Le Dr Simon-Pierre Landry, chef du département de l’urgence de Sainte-Agathe-des-Monts et co-porte-parole du Regroupement des médecins omnipraticiens pour une médecine engagée, rappelle que les politiques «mur à mur» du ministre Barrette ont eu pour effet de déplacer les effectifs médicaux vers les cabinets, au détriment des CHSLD et des urgences de certaines régions.

Soins à l’extérieur de l’urgence: un accès insuffisant, déplore le PQ

L’urgence reste encore la seule porte d’entrée pour une bonne partie de la population parce que l’accès aux soins à l’extérieur est insuffisant, déplore le Parti Québécois.

La députée Diane Lamarre, porte-parole de l’opposition officielle en matière de santé, a réagi mardi à notre reportage sur le temps d’attente moyen dans les urgences du Québec pour les patients dits «ambulatoires», c’est-à-dire des cas qui ne nécessitent pas d’être placés sur une civière. 

Selon les données fournies au Soleil par le ministère de la Santé, le temps d’attente moyen entre le triage par une infirmière et l’évaluation par un médecin est à peu près stable depuis trois ans. Cette durée moyenne de séjour est actuellement de 4 heures pour l’ensemble de la province, contre 4,3 heures en 2014-2015. 

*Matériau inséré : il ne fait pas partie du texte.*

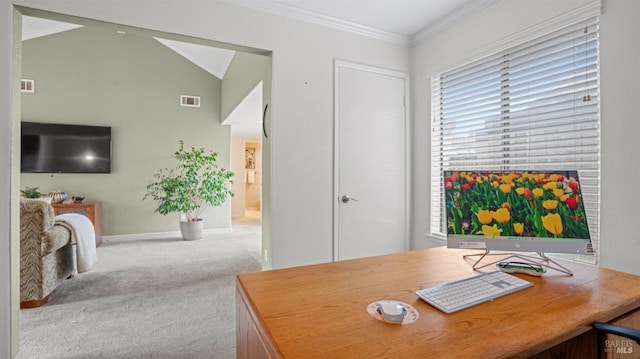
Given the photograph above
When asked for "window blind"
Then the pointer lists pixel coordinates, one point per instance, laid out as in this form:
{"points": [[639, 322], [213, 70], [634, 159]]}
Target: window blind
{"points": [[534, 106]]}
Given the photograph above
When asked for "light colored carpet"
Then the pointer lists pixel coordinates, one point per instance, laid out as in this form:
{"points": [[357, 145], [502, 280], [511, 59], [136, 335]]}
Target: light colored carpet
{"points": [[163, 298]]}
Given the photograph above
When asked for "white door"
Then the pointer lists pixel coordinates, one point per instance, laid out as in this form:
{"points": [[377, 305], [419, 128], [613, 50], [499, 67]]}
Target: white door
{"points": [[370, 189]]}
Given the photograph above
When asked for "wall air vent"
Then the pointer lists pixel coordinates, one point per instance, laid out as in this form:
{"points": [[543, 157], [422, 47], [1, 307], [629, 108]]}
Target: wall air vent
{"points": [[189, 101], [27, 86]]}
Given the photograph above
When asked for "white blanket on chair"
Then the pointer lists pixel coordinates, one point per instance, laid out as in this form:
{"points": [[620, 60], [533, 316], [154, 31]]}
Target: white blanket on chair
{"points": [[83, 235]]}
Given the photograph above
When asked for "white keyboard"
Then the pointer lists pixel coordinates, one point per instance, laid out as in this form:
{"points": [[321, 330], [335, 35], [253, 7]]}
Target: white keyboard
{"points": [[454, 296]]}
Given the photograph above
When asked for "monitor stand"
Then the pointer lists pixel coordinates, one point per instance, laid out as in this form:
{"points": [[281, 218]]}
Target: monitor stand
{"points": [[541, 259]]}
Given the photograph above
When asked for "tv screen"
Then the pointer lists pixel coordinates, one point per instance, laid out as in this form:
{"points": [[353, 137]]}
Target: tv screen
{"points": [[62, 148], [531, 211]]}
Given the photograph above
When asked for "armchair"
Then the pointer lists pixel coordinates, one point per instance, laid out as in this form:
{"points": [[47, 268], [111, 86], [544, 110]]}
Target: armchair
{"points": [[47, 256]]}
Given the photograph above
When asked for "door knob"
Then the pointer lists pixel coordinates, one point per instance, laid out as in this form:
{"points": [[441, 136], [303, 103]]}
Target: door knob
{"points": [[346, 198]]}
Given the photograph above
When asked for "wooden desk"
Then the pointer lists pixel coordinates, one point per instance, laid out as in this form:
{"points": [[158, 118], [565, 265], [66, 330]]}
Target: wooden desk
{"points": [[319, 311]]}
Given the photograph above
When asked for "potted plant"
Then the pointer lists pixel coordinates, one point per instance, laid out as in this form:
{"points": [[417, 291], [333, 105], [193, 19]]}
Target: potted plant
{"points": [[193, 185]]}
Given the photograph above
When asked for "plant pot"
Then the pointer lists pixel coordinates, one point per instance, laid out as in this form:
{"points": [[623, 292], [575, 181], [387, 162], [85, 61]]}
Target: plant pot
{"points": [[192, 230]]}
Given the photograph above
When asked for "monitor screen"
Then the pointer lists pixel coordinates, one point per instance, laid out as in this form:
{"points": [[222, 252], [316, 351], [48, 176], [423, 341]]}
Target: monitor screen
{"points": [[531, 211], [63, 148]]}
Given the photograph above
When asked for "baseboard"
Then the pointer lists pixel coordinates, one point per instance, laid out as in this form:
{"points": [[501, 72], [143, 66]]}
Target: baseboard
{"points": [[158, 235]]}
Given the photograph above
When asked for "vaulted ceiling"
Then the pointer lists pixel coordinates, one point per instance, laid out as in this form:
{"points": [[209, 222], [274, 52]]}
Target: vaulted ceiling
{"points": [[399, 21]]}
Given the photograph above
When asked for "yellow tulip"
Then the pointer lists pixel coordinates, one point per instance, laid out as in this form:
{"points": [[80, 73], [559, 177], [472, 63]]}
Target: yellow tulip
{"points": [[490, 230], [558, 192], [502, 215], [550, 204], [553, 223], [518, 228], [484, 216]]}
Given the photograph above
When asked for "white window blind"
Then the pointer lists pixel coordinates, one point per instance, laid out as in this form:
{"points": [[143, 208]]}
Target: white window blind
{"points": [[534, 106]]}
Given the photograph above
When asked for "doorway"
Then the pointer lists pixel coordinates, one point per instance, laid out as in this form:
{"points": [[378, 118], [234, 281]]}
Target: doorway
{"points": [[142, 32], [371, 169]]}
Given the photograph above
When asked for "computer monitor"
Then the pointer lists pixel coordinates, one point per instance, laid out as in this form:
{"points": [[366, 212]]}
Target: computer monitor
{"points": [[516, 211]]}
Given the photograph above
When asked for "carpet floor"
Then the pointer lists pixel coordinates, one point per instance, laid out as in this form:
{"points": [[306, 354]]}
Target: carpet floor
{"points": [[162, 298]]}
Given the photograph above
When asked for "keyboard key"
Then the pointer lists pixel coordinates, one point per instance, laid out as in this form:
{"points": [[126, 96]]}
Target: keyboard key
{"points": [[454, 296]]}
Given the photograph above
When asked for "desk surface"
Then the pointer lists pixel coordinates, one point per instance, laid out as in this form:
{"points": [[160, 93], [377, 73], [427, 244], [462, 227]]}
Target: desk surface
{"points": [[320, 310]]}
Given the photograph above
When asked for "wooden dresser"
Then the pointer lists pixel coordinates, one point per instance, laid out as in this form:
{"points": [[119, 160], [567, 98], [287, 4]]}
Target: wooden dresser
{"points": [[93, 211]]}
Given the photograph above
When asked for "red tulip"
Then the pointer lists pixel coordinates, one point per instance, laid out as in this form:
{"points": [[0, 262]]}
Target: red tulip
{"points": [[575, 187]]}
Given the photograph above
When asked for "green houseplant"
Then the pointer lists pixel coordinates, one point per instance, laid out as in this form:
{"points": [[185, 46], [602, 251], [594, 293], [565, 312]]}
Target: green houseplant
{"points": [[196, 183]]}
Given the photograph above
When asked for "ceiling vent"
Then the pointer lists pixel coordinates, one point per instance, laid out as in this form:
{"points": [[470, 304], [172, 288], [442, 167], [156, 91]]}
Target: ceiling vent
{"points": [[189, 101], [27, 86]]}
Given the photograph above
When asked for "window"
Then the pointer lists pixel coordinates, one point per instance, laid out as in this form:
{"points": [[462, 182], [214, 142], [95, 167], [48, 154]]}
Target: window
{"points": [[534, 106]]}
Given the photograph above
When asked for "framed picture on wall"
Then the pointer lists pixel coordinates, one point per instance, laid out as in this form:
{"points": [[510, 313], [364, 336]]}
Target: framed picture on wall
{"points": [[250, 158]]}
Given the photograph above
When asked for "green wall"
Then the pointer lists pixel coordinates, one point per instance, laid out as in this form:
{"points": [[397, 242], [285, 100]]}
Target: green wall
{"points": [[132, 83]]}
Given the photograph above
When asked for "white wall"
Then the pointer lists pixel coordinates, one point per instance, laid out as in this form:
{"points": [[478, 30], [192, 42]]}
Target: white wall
{"points": [[301, 108], [620, 56], [6, 331]]}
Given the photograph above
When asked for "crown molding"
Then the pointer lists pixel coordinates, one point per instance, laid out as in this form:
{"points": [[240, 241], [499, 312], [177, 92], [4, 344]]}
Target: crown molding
{"points": [[460, 14], [292, 12], [295, 13]]}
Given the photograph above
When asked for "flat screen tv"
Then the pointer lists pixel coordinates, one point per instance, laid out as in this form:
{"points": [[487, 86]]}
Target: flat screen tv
{"points": [[63, 148], [525, 211]]}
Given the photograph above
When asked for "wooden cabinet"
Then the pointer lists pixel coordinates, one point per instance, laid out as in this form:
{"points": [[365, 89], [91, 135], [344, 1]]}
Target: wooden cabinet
{"points": [[93, 211]]}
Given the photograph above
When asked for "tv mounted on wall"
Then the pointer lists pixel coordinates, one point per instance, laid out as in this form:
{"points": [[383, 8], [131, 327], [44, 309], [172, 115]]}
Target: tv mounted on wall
{"points": [[64, 148]]}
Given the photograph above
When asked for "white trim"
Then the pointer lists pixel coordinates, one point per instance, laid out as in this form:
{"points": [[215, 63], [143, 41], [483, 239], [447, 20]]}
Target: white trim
{"points": [[336, 152], [462, 13], [159, 235], [581, 13], [292, 12]]}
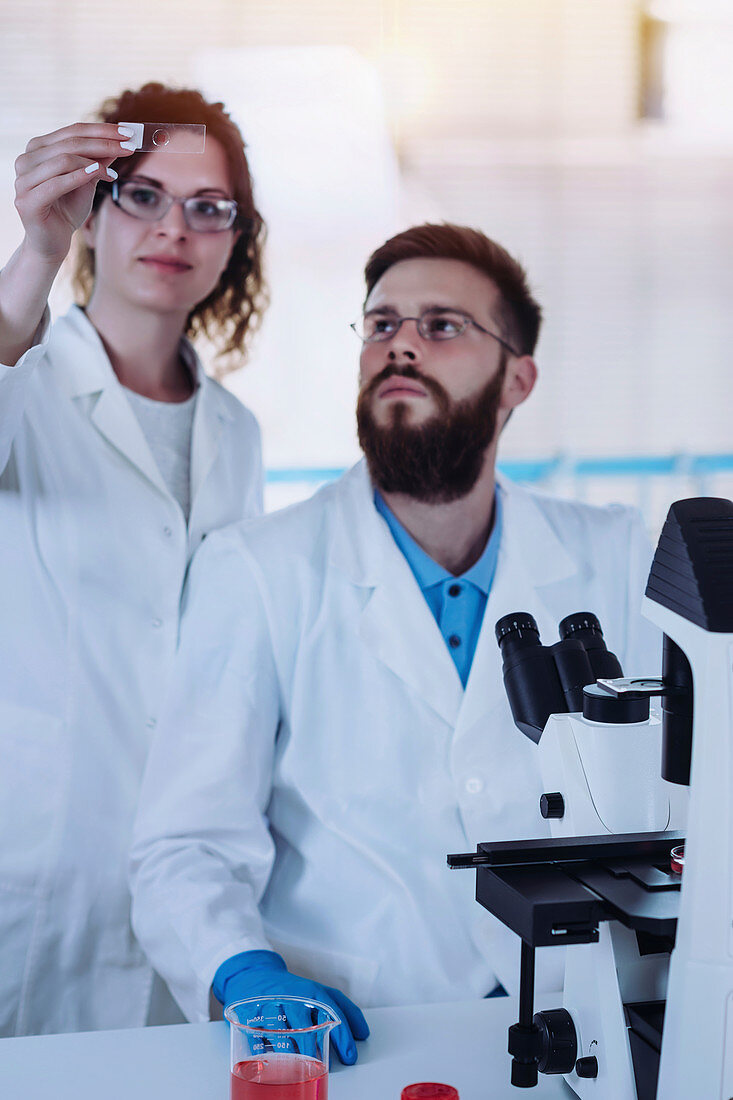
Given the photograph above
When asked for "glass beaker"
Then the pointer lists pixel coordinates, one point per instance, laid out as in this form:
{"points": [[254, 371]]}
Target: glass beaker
{"points": [[280, 1048]]}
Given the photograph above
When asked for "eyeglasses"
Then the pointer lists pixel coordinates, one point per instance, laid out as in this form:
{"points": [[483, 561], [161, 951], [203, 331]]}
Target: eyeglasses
{"points": [[204, 213], [433, 325]]}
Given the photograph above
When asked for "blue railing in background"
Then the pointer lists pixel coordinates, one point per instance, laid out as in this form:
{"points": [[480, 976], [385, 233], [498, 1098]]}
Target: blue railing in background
{"points": [[535, 471]]}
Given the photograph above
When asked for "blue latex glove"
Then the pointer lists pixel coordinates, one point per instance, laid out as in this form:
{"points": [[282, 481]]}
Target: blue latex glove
{"points": [[264, 974]]}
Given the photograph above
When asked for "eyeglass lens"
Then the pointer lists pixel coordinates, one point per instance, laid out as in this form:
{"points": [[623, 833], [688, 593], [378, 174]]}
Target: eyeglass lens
{"points": [[203, 213], [431, 325]]}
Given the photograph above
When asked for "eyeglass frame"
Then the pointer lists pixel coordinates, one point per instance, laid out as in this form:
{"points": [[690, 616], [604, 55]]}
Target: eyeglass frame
{"points": [[113, 189], [401, 320]]}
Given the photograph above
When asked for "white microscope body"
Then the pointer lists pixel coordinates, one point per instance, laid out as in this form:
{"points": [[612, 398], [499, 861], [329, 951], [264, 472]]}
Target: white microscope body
{"points": [[641, 1019], [611, 783], [697, 1044]]}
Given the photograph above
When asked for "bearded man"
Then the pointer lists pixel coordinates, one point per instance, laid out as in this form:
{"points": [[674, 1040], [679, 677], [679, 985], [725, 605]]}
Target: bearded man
{"points": [[338, 721]]}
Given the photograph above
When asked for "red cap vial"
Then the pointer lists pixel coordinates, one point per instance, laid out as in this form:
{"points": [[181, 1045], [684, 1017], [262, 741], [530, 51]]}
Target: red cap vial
{"points": [[429, 1090]]}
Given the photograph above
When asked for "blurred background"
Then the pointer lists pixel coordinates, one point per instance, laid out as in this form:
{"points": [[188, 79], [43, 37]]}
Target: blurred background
{"points": [[592, 138]]}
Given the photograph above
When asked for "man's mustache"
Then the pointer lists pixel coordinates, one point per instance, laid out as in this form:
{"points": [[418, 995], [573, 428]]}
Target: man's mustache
{"points": [[407, 371]]}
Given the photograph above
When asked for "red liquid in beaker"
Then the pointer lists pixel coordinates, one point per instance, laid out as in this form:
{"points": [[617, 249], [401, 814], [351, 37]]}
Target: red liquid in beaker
{"points": [[280, 1077]]}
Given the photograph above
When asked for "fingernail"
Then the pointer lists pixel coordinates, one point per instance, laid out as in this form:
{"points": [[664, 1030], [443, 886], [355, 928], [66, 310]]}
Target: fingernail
{"points": [[134, 131]]}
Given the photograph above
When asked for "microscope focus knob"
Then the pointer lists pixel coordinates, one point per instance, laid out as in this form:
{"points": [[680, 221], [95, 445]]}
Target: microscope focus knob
{"points": [[551, 804], [558, 1042], [587, 1067]]}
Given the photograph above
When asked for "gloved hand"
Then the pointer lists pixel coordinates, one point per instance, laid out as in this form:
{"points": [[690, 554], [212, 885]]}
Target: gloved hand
{"points": [[264, 974]]}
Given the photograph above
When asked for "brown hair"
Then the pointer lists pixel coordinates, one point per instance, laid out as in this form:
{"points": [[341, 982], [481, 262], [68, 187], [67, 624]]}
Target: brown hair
{"points": [[520, 314], [234, 307]]}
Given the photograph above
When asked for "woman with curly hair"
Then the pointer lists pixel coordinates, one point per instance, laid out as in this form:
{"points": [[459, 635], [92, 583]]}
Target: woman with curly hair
{"points": [[118, 454]]}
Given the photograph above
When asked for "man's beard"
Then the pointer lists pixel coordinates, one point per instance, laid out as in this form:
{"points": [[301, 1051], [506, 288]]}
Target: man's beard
{"points": [[436, 461]]}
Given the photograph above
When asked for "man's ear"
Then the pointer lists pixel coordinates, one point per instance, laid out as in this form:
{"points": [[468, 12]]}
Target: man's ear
{"points": [[518, 381]]}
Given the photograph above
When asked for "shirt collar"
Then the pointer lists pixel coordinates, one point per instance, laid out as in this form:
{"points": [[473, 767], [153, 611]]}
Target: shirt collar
{"points": [[427, 571]]}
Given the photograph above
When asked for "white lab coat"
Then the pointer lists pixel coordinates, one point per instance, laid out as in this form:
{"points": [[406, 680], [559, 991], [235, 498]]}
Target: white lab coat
{"points": [[93, 556], [314, 694]]}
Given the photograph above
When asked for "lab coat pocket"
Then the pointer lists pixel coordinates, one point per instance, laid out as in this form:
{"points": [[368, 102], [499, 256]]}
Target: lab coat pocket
{"points": [[351, 974], [33, 777]]}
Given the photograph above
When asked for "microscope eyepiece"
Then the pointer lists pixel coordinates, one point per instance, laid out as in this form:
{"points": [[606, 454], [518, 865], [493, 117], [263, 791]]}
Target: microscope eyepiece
{"points": [[581, 623], [521, 628]]}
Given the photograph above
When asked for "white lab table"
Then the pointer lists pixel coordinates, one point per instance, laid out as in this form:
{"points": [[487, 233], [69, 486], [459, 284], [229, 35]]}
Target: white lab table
{"points": [[461, 1044]]}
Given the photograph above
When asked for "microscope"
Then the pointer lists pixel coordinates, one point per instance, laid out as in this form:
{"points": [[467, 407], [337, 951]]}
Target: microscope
{"points": [[646, 915]]}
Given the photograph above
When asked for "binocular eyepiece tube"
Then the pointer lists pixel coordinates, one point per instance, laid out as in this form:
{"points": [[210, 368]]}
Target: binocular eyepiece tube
{"points": [[544, 680]]}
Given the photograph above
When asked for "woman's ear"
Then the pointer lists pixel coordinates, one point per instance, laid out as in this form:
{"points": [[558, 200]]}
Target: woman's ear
{"points": [[88, 230]]}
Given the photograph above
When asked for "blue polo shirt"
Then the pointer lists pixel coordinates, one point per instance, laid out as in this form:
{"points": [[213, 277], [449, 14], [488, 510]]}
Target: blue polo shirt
{"points": [[457, 603]]}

Les données du ministère révèlent également que les départs de patients avant la prise en charge médicale restent élevés. Cette année, 10 % des visites à l’urgence (204 451) se sont conclues sans prise en charge, contre 10,8 % (220 784) en 2014-2015. 

«Ça démontre que la seule porte d’entrée pour bien des patients qui ont des conditions mineures, mais néanmoins urgentes reste l’urgence, parce qu’à l’extérieur, les GMF [groupes de médecine familiale] n’offrent pas suffisamment d’accès et que les supercliniques ne sont qu’un artifice», analyse la députée Diane Lamarre.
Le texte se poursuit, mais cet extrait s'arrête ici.